Sunday, December 1, 2013

Tugas ISD ( Ilmu Sosial Dasar ) #


 Tawuran Antar Pelajar

1.  Latar Belakang Masalah
Tawuran yang sering dilakukan pada sekelompok remaja terutama oleh para pelajar seolah sudah tidak lagi menjadi pemberitaan dan pembicaraan yang asing lagi ditelinga kita. Namun yang saat ini menjadi sorotan adalah tawuran antar pelajar. Mengingat mereka adalah calon-calon penentu masa depan Negara Indonesia  ini. Tawuran seperti sudah menjadi tren. Bagaimana tidak, dari tahun ke tahun kasus tawuran meningkat jumlahnya.

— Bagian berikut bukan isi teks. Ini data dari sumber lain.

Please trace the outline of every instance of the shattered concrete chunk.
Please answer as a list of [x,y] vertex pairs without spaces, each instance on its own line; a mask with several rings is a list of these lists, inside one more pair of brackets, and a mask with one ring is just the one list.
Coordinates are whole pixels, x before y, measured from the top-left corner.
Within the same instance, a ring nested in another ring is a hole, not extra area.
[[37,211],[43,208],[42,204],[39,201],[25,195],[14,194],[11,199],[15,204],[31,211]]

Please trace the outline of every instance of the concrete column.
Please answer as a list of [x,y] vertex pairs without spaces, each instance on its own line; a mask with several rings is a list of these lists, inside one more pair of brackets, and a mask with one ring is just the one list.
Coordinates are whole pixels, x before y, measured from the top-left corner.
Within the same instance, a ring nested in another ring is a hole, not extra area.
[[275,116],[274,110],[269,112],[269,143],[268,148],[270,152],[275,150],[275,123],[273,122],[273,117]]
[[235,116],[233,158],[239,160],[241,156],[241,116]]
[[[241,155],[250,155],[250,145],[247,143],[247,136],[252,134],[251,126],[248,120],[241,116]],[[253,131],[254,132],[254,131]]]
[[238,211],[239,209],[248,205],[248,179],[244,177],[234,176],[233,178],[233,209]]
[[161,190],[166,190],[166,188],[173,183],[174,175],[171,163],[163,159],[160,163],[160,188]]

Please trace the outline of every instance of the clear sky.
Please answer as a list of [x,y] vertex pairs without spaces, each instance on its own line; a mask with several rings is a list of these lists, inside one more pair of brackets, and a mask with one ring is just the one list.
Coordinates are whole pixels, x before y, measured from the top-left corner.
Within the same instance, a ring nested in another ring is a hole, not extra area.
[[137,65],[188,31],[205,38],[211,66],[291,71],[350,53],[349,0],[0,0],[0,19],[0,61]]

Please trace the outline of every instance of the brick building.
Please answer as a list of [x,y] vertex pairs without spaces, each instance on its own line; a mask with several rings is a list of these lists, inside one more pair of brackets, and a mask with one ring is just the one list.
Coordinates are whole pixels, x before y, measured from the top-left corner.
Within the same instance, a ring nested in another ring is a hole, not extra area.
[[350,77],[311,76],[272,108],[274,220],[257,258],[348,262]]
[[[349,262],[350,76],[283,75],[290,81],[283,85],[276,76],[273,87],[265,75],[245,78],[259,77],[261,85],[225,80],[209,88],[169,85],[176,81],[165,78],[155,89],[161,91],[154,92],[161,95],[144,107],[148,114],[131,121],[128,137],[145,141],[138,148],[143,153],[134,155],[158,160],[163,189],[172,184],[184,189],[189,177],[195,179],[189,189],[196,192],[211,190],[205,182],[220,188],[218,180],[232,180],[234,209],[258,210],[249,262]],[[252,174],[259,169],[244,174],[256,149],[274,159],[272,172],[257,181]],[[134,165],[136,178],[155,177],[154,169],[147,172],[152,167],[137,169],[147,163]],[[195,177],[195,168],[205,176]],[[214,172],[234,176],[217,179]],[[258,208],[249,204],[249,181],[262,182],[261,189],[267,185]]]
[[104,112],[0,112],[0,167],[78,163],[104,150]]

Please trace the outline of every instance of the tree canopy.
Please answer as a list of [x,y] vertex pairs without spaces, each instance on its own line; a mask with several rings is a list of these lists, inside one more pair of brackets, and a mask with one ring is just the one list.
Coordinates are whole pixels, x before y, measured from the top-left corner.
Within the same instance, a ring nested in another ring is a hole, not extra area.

Kekerasan sudah dianggap sebagai pemecah masalah yang sangat efektif yang dilakukan oleh para remaja. Hal ini seolah menjadi bukti nyata bahwa seorang yang terpelajar pun leluasa melakukan hal-hal yang bersifat anarkis, premanis, dan rimbanis. Tentu saja perilaku buruk ini tidak hanya merugikan orang yang terlibat dalam perkelahian atau tawuran itu sendiri tetapi juga merugikan orang lain yang tidak terlibat secara langsung.
Hal ini yang membuat penulis merasa tertarik mengangakat judul ini untuk memenuhi tugas #Ilmu Sosial Dasar

2. Batasan masalah
     Apa saja sebab-sebab terjadinya tawuran antar pelajar?
     Bagaimana peranana sekolah dalam menangani tawuran anak didiknya?


3. Tujuan
Adapun tujuan penulis dalam mengangkat riset ini karena penulis merasa perlu untuk menelussuri penyebab masalah dari tawuran antar pelajar, sehingga untuk kedepannya masalh seperti ini tidak terjadi lagi secara turun temurun. Tulisan ini juga bertujuan untuk memenuhi tanggung jawab penulis selaku mahasiswa, sehingga dapat memperoleh hasil penilaian yang maksimal dari Bapak Kiky selaku dosen Ilmu Sosial Dasar# pada kelas yang saya ambil.

4. Manfaat

Penulis berharap agar kedepannya tawuran antar pelajar  tidak akan terjadi lagi di Negara tercinta ini karena generasi muda inilah sang penerus bangsa.  Dalam hal ini pembinaan dan bimbingan baik dari pihak orang tua maupun sekolah harus lebih berperan aktif dalam menanggulangi aksi tawuran antar pelajar. Pada pihak orang tua harus lebih intensif dalam memberikan arahan baik yang bersifat mendidik maupun yang bersifat pengajaran mengenai nilai dan moral bagi anak. Pihak sekolah pun dalam hal ini juga tidak kalah penting peranannya dalam pendidikan karakter anak dan adapun anak berkarakter tidak sesuai dengan yang diharapkan maka kerjasama dalam perbaikan karakter siswa adalah tugas bersama. Pihak masyarakat dan pemerintah daerah pun sangat dibutuhkan peranannya dalam pengawasan di sekitar lingkungan sekolah maupun ditempat umum.